Bringing Daniel into the world had been a stressful experience. In addition to my own combination of typical pregnancy trials and tribulations, Daniel had been diagnosed with a ‘lemon-shaped skull’. After further testing it was determined that he was just fine – nothing a hat wouldn’t cure. He’s now 5 years old and handsome, happy, healthy and intelligent. Hence my determination this time around to wait for proof that something was wrong before getting upset.
This mindset allowed me to remain a little emotionally distant, or so I thought. I tried to prepare for the worst while hoping for the best. Every night I prayed. As usual I would say the Lord’s Prayer, then I asked for God to bless us with a healthy child, take the baby to heaven early if there was something terribly amiss and to give me the strength to deal with what He saw fit to give me.
Meanwhile, I found Joan, my wonderful doctor that had seen me through the trying times when carrying and delivering Daniel. Daryle, Daniel and I met with her and her team of nurses and midwives a few times, had the usual tests done and things seemed to be progressing well.
So far I had felt nauseous, endured painful tenderness, craved all things peanut-butter, soared then sunk with mood swings and my belly had begun to grow just a little bit. Joy. My happiness wasn’t dampened by a bit of spotting. I called Joan and she said to wait and see what happened, might be nothing to worry about. The spotting continued though, accompanied by a little cramping. Nothing wrong, just my old bod getting used to the little one nestling in, nothing at all to worry about.

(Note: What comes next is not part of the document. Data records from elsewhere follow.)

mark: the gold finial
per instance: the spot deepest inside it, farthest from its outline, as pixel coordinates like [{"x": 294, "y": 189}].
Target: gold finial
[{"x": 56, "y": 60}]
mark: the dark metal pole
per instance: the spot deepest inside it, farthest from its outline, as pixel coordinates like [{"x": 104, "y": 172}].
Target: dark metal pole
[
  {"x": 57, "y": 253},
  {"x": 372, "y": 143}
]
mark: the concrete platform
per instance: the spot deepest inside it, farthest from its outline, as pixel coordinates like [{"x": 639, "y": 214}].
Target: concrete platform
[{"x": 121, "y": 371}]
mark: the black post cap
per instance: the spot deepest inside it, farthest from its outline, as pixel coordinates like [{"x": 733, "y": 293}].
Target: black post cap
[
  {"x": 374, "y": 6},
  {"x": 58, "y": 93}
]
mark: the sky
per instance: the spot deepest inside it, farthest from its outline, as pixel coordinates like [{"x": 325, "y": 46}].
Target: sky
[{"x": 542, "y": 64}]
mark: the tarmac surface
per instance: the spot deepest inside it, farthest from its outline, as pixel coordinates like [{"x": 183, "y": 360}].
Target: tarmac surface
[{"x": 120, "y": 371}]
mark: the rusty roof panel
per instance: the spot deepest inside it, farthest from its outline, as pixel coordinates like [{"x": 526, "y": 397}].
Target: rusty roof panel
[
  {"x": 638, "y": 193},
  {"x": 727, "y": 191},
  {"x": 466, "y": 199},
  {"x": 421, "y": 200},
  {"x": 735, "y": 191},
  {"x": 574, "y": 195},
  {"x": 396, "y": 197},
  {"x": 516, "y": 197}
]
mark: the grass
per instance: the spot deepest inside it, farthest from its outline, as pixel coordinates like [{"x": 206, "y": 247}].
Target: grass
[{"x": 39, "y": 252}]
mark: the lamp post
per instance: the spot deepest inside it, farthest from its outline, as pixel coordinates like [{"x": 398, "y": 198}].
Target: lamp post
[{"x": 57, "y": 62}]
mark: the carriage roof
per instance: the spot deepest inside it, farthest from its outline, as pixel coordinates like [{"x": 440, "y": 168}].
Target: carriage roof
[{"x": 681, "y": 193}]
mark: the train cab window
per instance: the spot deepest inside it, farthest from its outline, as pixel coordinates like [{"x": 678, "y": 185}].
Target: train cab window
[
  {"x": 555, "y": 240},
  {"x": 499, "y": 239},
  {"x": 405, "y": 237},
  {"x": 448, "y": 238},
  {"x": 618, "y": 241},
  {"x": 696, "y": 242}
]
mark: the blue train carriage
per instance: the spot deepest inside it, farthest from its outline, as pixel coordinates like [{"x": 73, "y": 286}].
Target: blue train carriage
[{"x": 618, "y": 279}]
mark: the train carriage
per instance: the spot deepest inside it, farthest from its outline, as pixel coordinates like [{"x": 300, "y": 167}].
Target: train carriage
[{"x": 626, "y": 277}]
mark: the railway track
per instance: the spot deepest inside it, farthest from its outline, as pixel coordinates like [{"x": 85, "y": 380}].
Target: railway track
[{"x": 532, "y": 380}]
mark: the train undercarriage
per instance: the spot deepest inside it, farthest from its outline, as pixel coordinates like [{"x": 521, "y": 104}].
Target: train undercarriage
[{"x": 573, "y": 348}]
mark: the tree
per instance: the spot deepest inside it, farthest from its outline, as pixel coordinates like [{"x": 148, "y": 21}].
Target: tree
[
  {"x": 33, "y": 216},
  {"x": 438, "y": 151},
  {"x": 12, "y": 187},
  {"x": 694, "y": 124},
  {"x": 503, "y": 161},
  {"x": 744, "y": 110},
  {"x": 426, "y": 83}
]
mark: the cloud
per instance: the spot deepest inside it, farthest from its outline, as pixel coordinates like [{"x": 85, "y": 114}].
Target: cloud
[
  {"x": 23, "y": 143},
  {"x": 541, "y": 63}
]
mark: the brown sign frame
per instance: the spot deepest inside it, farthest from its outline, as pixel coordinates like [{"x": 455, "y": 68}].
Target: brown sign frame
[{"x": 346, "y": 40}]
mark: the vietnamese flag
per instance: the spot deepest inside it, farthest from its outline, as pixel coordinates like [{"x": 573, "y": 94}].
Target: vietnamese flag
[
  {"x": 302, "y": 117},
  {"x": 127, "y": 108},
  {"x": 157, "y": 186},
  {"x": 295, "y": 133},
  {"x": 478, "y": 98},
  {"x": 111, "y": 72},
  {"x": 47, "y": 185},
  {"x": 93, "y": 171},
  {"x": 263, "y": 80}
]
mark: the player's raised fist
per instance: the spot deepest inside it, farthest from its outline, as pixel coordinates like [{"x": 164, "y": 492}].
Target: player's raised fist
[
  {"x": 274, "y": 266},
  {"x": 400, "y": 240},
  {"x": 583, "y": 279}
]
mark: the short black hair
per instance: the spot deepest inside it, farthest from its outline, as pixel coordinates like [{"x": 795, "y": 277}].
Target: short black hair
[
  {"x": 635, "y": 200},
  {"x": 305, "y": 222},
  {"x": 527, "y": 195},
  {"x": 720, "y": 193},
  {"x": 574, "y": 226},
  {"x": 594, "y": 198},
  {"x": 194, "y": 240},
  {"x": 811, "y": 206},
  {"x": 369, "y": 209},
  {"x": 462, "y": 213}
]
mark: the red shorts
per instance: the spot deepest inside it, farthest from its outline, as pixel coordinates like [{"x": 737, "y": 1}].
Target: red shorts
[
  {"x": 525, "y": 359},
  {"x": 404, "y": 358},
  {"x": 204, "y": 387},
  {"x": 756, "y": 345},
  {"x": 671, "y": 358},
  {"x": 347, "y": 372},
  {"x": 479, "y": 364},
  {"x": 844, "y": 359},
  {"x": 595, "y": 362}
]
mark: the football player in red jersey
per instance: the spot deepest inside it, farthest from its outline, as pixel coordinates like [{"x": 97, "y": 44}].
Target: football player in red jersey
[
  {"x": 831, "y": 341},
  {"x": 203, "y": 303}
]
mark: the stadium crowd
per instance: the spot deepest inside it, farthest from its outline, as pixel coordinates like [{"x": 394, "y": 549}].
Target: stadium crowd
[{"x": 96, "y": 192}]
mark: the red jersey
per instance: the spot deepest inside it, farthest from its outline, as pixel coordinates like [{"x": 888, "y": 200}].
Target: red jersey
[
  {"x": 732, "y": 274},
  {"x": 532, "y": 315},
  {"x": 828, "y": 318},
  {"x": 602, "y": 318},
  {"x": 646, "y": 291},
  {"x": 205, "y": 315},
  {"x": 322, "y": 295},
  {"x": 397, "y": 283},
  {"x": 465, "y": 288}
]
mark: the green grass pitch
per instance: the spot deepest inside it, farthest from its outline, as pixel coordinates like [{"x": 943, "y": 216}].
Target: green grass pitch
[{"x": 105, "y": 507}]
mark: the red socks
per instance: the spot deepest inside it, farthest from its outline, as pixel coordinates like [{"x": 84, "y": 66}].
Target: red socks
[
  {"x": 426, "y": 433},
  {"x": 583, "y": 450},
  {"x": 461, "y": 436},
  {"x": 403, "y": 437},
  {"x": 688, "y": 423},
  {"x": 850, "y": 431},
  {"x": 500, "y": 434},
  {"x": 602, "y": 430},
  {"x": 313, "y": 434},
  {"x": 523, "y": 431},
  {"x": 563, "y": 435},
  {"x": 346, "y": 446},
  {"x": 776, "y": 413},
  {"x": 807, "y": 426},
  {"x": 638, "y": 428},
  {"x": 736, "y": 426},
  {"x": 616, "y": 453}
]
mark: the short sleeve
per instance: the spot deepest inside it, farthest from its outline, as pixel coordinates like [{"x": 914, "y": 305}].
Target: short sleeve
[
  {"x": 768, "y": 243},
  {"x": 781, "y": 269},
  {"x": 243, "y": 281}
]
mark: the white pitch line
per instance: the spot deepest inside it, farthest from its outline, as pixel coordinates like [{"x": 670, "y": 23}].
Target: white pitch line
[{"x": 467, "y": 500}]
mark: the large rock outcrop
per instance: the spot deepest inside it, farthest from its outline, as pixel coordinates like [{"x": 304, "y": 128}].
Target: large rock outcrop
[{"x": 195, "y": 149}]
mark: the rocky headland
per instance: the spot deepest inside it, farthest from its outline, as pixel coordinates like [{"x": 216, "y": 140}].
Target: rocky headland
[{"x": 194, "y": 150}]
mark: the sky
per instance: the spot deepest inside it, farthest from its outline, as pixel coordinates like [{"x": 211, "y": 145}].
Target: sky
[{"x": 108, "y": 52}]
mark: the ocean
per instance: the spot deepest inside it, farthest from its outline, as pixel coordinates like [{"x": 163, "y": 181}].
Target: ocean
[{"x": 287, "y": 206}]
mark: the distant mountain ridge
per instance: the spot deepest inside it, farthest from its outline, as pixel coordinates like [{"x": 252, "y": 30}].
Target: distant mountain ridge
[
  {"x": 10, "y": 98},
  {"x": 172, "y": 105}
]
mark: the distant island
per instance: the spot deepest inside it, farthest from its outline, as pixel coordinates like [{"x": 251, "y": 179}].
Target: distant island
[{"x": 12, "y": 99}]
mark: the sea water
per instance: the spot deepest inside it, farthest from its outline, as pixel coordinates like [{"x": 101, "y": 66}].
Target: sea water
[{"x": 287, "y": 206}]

The next day, Thursday, Dr. Joan thought it would be wise to come to the office to check that things were okay. Off I went, certain that things were just fine. One of the midwives checked for a heartbeat – its absence was troubling. A viability ultrasound was scheduled for the next morning. Viability? Anger set in, how dare they tell me whether or not my baby was viable, of course it was.
My determination remained strong right through the viability ultrasound. The chatty technician had become increasingly silent as the ultrasound progressed, then I was left alone for quite some time while she discussed the results with others. I was told to go home and wait for a phone call from my doctor. My determination was shattered – I sobbed almost the entire way home. As I approached the Queensborough bridge my cellphone rang. Hi Joan, please call me back at my home number in ten minutes. I can’t talk about this while driving. Please.
Ten minutes is a long time to wait. Making it through the front door at about the five minute mark, I collapsed on the rug. On my knees in despair, then staggering about the house, sobbing. I couldn’t contain my despair. I managed to speak a few words when Joan called back, but the tears weren’t far below the surface. She was compassionate, caring and empathetic to what I was going through. Daryle and I lay on our bed and held each other when he came home. Fortunately, Daniel was staying in Gibson’s with my parents so we didn’t have to worry about how to break the news to him. Not yet. We shared our grief and spent a lot of time alone together talking and hugging, leaning on each other.
While miscarriages don’t happen according to schedules, hospitals run on them. We had to wait until Monday for the D&C. Everyone at BC Women & Children’s Hospital were all very professional, polite and compassionate. They must see a lot of couples like us come through the doors. The doctor that performed the D&C was able to save the remains for analysis. I was hoping to find some answers to my questions of what had gone wrong. Maybe this outcome could be prevented next time.
A few weeks later another phone call. I braced myself to hear the results. Tests had revealed that our little boy had genetic defects that had prevented him from developing normally. Yes, we would like to attend genetic counselling.
Why I decided to attend the genetic counselling, I’ll never know. God had taken my baby just as I had prayed for and He had given me the strength to deal with it. I really don’t need to hear about recessive genes and the possible reasons for the genes becoming damaged in the first place.
So here we are, sitting together, numb to the core. Together, together. The word “together” echoes in my thoughts. Together. Something to be thankful for. We still have each other. We will move on – together.